# Wird es Until Dawn auch für Pc geben?



## Skynet_DE (14. Februar 2016)

*Wird es Until Dawn auch für Pc geben?*

Ich will mir wegen einem Spiel nicht eine PS4 kaufen!


----------



## warawarawiiu (14. Februar 2016)

*AW: Wird es Until Dawn auch für Pc geben?*

Nein, wird es nicht geben.


----------



## Bunny_Joe (14. Februar 2016)

*AW: Wird es Until Dawn auch für Pc geben?*

Wohl kaum, weil SONY der Publisher ist.

Das gleiche wie bei Bloodbourne, etc.


----------



## Dyos83 (27. Februar 2016)

*AW: Wird es Until Dawn auch für Pc geben?*

Eher nicht ... könnte es zwar auch auf meiner PS4 spielen, aber mir ist der PC immer lieber


----------



## Porsche2000 (27. Februar 2016)

*AW: Wird es Until Dawn auch für Pc geben?*

Ist es denn wirklich so gut wie viele behaupten? Für mich wirkt es eher nach einem interaktiven Film voller Cutscenes und Teenies, wo man ab und zu mal auf ne Taste drücken muss.


----------



## bofferbrauer (1. März 2016)

*AW: Wird es Until Dawn auch für Pc geben?*



Porsche2000 schrieb:


> Ist es denn wirklich so gut wie viele behaupten? Für mich wirkt es eher nach einem interaktiven Film voller Cutscenes und Teenies, wo man ab und zu mal auf ne Taste drücken muss.

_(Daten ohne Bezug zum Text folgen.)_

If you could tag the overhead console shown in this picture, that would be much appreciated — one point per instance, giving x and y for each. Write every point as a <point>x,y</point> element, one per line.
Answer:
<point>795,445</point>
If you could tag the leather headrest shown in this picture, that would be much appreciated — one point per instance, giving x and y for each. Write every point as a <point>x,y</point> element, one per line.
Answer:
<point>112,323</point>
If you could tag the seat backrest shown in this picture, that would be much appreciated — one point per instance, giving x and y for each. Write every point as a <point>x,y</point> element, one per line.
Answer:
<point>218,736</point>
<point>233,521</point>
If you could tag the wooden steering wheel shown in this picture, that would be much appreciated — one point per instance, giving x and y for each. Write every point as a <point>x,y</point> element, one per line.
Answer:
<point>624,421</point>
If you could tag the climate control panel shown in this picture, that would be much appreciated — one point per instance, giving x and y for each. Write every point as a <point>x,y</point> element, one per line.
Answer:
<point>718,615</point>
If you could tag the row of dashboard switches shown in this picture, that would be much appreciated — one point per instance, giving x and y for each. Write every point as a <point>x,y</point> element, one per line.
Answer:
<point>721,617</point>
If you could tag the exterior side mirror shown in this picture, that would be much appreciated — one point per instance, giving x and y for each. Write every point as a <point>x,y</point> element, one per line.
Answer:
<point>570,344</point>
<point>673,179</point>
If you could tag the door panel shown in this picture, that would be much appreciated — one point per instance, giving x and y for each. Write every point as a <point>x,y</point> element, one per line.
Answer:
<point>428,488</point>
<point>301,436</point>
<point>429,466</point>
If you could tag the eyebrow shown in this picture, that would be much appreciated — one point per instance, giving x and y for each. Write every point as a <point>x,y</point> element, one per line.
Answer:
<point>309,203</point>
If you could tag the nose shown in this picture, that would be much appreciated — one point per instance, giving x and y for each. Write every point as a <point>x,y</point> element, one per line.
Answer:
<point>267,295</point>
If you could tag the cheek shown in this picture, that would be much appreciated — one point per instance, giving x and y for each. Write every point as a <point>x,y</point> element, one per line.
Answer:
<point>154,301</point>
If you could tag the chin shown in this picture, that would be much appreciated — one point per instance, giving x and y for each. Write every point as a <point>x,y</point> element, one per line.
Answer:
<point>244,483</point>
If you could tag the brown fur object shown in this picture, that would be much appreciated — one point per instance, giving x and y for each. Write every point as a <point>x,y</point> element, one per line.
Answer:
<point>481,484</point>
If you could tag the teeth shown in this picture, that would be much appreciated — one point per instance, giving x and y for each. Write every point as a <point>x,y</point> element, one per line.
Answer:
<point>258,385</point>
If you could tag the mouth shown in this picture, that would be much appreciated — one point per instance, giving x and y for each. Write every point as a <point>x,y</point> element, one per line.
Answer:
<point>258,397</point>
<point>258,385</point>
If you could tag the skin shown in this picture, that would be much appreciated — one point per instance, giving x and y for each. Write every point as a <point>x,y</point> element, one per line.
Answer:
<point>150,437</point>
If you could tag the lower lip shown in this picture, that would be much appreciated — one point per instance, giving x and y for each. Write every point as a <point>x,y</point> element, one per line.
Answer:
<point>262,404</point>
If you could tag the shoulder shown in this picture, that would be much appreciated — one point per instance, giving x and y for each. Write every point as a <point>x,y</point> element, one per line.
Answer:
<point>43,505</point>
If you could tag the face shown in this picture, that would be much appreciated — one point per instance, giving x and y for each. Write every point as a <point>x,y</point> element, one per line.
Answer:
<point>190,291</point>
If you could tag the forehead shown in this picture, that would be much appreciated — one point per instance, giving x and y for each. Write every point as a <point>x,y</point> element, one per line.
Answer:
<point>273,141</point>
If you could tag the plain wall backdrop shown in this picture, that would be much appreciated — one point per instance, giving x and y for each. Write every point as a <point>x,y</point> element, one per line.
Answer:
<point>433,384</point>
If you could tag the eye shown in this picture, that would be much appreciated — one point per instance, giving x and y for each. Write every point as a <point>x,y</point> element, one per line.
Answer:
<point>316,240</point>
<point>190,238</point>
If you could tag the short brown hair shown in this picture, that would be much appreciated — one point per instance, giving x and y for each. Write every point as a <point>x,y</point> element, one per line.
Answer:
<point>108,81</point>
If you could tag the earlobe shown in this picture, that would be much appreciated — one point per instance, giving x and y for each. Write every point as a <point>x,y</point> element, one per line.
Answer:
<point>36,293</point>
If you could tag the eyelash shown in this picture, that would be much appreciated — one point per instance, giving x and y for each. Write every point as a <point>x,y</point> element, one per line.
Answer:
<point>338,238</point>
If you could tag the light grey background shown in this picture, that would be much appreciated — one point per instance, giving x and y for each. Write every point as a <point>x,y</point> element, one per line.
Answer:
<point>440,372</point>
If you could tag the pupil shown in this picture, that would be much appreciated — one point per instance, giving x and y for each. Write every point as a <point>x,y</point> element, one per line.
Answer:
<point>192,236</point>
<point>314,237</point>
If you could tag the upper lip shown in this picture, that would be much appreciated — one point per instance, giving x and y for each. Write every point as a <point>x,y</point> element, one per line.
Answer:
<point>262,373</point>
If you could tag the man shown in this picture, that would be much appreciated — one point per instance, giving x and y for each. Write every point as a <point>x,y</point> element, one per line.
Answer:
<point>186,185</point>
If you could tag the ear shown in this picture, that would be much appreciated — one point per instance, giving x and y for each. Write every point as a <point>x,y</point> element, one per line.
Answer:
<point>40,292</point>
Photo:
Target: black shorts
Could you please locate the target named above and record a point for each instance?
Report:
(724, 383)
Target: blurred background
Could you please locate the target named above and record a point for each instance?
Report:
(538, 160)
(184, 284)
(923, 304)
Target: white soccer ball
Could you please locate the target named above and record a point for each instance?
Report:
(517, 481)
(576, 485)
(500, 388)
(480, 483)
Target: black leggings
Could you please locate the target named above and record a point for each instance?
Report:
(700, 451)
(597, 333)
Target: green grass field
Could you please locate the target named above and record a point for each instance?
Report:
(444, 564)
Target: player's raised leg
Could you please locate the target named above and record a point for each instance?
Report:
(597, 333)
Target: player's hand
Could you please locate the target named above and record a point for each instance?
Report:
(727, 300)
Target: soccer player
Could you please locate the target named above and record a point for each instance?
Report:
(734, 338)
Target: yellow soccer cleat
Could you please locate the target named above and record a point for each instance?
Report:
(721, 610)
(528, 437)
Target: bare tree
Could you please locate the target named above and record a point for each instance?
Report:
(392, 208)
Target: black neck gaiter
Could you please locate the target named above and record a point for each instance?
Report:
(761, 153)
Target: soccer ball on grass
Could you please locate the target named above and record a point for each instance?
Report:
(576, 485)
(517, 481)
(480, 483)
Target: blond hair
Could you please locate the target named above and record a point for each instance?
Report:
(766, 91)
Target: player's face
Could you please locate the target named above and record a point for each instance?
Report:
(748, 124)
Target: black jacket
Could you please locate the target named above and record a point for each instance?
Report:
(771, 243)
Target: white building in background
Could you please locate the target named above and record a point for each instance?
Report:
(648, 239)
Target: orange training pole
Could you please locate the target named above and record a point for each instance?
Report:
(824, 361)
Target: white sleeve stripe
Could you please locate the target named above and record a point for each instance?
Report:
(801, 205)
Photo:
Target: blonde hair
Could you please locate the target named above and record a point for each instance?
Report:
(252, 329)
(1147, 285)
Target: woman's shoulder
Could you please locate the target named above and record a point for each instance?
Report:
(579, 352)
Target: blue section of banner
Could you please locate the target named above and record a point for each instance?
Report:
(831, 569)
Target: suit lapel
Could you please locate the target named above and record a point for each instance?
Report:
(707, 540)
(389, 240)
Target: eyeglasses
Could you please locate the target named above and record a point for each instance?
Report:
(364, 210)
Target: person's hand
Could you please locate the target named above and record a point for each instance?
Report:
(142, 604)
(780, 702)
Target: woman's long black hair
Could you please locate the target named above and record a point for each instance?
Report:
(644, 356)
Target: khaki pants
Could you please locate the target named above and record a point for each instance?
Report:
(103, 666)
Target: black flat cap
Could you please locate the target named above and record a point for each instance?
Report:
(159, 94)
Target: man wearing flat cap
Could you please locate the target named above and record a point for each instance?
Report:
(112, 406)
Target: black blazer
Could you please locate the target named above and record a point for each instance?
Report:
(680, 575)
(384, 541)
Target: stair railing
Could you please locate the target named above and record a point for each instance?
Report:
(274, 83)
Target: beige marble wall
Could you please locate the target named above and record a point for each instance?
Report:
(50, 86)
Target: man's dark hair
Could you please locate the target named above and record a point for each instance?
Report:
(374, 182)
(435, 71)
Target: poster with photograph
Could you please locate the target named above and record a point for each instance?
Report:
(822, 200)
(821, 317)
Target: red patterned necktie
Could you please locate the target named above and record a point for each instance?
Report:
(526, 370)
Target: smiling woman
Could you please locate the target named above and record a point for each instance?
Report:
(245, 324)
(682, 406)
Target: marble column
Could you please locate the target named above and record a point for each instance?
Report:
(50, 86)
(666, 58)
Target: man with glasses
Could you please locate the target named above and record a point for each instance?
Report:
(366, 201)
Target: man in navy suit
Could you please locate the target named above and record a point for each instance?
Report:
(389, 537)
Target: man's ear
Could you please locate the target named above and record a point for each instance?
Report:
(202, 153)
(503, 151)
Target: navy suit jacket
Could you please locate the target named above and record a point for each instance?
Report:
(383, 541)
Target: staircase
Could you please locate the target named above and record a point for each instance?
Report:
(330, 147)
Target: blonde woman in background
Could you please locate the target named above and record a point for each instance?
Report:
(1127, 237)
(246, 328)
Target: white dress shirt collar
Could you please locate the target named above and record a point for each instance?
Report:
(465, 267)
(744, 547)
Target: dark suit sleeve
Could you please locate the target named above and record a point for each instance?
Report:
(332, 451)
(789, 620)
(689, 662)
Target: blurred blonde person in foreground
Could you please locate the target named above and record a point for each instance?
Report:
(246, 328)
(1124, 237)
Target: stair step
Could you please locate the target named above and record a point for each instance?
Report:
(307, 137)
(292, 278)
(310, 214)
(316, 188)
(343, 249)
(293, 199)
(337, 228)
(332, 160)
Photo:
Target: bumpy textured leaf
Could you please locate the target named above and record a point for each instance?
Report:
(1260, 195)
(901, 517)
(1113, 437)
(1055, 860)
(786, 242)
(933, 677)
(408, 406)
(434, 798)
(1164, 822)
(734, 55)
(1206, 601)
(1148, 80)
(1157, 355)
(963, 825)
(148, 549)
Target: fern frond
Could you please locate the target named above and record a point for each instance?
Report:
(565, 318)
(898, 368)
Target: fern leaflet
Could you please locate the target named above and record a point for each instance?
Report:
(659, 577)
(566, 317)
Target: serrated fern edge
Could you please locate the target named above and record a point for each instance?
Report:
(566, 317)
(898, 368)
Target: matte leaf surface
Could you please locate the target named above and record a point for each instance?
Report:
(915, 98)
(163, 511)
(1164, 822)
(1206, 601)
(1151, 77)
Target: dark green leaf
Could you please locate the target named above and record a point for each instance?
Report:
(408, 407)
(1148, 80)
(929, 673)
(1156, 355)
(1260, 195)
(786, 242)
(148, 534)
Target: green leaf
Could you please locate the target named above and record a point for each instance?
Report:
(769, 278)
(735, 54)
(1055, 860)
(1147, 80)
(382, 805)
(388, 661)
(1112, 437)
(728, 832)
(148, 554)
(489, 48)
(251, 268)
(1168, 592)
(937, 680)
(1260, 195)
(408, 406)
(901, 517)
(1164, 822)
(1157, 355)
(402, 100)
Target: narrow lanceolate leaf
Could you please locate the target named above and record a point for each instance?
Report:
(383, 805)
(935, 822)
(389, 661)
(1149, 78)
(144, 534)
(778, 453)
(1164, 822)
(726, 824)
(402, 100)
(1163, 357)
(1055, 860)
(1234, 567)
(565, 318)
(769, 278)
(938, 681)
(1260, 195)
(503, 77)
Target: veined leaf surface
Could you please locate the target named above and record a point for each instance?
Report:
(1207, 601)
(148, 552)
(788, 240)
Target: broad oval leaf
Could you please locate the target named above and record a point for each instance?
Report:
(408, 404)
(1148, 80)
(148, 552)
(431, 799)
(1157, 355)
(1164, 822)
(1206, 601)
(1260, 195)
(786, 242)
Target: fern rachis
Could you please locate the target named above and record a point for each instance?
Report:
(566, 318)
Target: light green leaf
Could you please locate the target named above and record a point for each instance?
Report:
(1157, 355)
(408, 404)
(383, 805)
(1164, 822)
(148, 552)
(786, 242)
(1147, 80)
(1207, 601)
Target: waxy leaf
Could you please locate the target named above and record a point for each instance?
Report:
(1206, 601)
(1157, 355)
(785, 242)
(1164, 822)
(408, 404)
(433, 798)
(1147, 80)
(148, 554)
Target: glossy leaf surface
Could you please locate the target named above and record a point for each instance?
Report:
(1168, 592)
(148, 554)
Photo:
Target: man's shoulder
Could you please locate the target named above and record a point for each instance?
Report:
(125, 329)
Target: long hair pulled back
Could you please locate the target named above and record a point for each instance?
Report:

Ist es auch. Aber dafür ist das Spiel aber auch sehr gut gemacht und alle Entscheidungen sowie die Tatsache ob man die QTE geschafft hat oder nicht wirken sich sehr auf die Story aus. Zumal das ganze recht bewusst ein gewissen B-Horrormove Flair hat.


----------



## blautemple (2. März 2016)

*AW: Wird es Until Dawn auch für Pc geben?*

Wobei die vermeintlichen Auswirkungen nur beim ersten Durchlauf gut wirken. Beim zweiten mal merkt man dann, das sich im Grunde nichts ändert


----------



## Zerebo (3. März 2016)

*AW: Wird es Until Dawn auch für Pc geben?*

Wäre es ein XBOX One exklusiver Titel wären die Chancen deutlich besser. Die lockern die Exklusivität ja mittlerweile etwas auf. Aber bei Sony hast du keine Chance. 
Da würde ich lieber versuchen von jemanden die PS4 zu leihen für die paar interessanten Spiele.


----------